By Kelsey Grant
RealClear Energy, Jun. 22, 2022
There is a fierce, long-standing debate about what role — if any — oil and gas companies should play in the transition to a lower-carbon economy. This debate has since been amplified by Russia’s invasion of Ukraine, which catapulted the global energy market into a messy downward spiral and sparked a high-stakes game of geopolitical chess.
How can we loosen autocratic nations’ chokehold of the world without sacrificing our emission reduction needs? One side of the debate, often championed by broad swaths of the environmentalist community, argues that an all-renewable economy would free us from the puppet strings of fossil-rich autocracies, like Russia. In other words: Go fossil-free and don’t look back. Most proponents of this view see no future for the oil and gas industry.
This perspective, however, overlooks an essential point: The oil and gas industry must be a key ally in facilitating a structured and successful energy transition. It is worth considering what the energy leaders today have to offer a low-carbon world tomorrow.
One key avenue being explored by the industry as a way to participate in the energy transition is repurposing existing fossil-based infrastructure for low-carbon applications.
For example, the 2.6 million miles of pipelines in the United States, traditionally used for transporting natural gas and oil, could be used as a key link in a carbon capture and sequestration (CCS) system. These pipelines have the potential to transport CO2 from emission sources, such as industrial plants, to underground reservoirs where it is stored and kept out of our atmosphere. These pipelines could also be used to transport renewable natural gas (RNG), a low-carbon biogas substitute for natural gas which is often derived from livestock and landfill waste.
The oil and gas industry can also repurpose existing knowledge on building large-scale infrastructure projects for the development of low-carbon energy. Consider, for example, offshore wind.
Oil and gas companies have demonstrated a rapidly growing interest in developing and investing in offshore wind. European oil and gas giant TotalEnergy, for instance, has six offshore wind projects under construction that, when complete, would generate 6 GW of power. The oil and gas industry has invaluable knowledge on how to navigate marine construction projects, which will be especially important as offshore wind developers look to install in deeper seas.
Another key role the oil and gas industry can play is by supporting the development of emerging low-carbon technologies, such as CCS and hydrogen. While these technologies play an essential role in most major decarbonization scenarios, they also come with their own pressing challenges. CCS, for example, faces serious hurdles to broad deployment and commercialization. Luckily, the oil and gas industry can help with this, too.

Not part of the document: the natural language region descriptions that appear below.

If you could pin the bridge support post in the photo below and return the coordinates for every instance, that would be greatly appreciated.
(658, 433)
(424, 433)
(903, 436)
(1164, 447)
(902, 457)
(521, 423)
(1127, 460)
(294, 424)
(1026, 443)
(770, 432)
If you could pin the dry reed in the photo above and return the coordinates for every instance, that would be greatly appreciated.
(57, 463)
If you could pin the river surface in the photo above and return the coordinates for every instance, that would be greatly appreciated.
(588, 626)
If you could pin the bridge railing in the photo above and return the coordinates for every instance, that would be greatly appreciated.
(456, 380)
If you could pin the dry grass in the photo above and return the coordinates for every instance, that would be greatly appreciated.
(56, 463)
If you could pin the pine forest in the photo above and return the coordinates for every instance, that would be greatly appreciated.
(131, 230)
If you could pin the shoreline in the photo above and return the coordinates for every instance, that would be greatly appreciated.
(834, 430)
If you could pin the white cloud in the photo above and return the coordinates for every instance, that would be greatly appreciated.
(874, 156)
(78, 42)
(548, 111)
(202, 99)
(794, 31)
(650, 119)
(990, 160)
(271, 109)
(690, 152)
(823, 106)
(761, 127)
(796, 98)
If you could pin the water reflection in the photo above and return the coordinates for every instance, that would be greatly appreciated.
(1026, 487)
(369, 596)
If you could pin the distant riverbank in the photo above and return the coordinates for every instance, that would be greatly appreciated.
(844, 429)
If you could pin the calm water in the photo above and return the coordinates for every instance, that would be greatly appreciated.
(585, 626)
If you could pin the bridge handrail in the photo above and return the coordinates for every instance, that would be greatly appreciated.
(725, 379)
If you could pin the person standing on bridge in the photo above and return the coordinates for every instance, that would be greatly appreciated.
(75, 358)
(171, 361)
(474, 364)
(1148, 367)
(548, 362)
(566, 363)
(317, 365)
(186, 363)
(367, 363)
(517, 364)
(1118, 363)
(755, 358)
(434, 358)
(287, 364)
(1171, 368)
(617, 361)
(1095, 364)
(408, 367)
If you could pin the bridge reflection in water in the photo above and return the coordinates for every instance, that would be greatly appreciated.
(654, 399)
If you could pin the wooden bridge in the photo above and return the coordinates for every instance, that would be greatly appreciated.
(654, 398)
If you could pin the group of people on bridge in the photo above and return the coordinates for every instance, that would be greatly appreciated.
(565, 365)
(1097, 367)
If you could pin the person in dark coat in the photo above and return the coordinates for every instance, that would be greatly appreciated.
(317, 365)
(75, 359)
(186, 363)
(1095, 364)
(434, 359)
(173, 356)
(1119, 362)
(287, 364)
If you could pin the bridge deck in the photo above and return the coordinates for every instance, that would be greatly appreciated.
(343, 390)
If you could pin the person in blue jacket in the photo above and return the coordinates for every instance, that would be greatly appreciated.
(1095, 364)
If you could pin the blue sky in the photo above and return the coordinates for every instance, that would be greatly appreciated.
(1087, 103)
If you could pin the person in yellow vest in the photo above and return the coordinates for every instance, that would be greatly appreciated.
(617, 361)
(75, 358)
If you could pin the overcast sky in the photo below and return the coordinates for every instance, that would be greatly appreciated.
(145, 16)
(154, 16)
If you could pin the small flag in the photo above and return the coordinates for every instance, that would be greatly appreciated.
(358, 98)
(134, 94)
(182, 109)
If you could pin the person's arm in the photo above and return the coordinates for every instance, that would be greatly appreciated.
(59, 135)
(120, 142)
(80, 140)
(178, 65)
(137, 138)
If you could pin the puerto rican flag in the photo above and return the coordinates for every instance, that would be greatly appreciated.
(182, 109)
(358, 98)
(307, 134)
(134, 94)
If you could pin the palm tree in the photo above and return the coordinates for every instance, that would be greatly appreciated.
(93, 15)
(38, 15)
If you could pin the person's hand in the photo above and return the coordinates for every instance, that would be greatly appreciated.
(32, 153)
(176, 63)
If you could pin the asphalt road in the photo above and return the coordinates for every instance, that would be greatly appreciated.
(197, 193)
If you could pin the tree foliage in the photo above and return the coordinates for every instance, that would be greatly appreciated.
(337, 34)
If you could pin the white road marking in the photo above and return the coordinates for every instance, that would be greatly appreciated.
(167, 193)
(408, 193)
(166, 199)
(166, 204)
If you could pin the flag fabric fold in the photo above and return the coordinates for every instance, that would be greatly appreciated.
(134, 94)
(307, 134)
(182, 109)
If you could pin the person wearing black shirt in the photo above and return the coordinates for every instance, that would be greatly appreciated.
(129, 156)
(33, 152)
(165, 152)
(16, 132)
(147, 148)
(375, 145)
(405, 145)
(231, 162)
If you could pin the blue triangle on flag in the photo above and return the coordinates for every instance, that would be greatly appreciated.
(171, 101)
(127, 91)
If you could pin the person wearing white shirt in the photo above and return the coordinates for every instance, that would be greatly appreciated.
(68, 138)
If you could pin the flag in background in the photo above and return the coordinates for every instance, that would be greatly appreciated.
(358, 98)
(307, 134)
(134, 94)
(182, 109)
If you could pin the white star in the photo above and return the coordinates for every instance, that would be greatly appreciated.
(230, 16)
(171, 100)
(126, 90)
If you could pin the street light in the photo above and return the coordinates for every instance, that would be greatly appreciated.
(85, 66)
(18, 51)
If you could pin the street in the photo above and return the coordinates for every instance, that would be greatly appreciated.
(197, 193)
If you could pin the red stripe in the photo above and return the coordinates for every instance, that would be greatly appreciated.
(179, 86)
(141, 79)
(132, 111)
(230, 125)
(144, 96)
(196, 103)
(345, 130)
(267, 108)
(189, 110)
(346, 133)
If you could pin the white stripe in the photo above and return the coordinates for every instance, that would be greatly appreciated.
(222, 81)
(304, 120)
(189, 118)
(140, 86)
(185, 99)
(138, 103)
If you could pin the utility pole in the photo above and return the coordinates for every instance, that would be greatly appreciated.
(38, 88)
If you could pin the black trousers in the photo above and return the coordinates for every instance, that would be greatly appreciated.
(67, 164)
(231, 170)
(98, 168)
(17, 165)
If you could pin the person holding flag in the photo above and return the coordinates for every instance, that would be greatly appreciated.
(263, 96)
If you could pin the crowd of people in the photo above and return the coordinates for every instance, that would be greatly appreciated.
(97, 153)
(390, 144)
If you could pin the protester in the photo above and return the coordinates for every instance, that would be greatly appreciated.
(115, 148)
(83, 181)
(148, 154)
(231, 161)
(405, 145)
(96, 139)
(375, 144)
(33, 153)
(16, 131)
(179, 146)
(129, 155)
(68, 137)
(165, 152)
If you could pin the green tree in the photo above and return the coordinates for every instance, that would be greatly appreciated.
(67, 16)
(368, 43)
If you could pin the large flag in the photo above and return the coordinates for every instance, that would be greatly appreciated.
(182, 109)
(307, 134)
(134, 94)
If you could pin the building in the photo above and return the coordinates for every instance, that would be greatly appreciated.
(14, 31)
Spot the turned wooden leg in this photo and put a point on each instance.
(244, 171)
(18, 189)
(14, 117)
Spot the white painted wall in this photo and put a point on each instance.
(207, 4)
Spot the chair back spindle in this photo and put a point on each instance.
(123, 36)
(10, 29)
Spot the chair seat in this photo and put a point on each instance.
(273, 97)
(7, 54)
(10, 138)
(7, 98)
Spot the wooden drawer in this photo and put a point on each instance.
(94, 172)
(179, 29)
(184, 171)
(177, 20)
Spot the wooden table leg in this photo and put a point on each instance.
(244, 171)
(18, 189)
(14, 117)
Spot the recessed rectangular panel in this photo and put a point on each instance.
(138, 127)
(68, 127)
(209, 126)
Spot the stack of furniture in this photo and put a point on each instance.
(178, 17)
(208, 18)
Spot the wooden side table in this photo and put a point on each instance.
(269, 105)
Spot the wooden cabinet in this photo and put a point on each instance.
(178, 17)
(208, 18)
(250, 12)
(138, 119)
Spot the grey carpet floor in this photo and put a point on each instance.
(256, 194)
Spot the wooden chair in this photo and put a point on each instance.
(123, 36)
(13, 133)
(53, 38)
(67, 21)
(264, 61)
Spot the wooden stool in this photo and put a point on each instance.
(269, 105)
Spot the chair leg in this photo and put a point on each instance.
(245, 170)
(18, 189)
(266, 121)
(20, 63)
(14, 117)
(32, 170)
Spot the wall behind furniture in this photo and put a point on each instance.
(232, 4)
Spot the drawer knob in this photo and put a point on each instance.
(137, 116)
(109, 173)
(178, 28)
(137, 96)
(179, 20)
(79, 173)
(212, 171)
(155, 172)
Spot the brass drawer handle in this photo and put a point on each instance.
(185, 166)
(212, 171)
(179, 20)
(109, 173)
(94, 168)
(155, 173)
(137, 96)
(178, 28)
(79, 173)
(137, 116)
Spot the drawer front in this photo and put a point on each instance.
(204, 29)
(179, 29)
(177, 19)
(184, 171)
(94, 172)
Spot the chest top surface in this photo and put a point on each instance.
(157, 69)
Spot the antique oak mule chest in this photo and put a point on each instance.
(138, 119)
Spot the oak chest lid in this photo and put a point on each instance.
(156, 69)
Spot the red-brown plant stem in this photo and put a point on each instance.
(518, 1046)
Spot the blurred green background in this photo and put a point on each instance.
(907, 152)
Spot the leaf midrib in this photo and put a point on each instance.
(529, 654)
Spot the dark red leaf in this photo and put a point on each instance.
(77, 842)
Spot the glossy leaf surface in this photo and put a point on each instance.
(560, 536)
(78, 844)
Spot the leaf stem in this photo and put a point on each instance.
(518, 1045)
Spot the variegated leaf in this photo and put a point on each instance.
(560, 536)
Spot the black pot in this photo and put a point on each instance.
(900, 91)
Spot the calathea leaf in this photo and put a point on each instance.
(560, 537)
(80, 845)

In addition to its entrepreneurial spirit and can-do attitude, the industry can offer research facilities and partnerships, substantial capital, engineering know-how, and world-class experts, all of which could aid in the successful development of these up-and-coming low-carbon technologies.
Lastly, the oil and gas industry has an unparalleled proficiency in geopolitics and a fluency in all matters of global energy markets — at a time when it is needed the most. With energy caught in the middle of economic growth and international security, any leader of the energy transition will have to know how to navigate the challenges presented by a global, interwoven energy market and unpredictable geopolitical landscape. The oil and gas industry is no stranger to the task.
The industry’s savviness in all things political can also be useful right here at home. Industry leaders can posture themselves as effective bipartisan stewards working with lawmakers on both sides of the political aisle to achieve our low-carbon ambitions. The oil and gas industry could not only support a responsible energy transition through authentic, bipartisan engagement, but it could help mend a glaring political divide among Republicans and Democrats on an issue that is critical to our national security and economy.
Facilitating a strong, steady transformation of our energy system is both a generation-defining challenge and a once-in-a-lifetime opportunity. We need every solution in our toolkit and every ally in our corner — and that includes the oil and gas industry.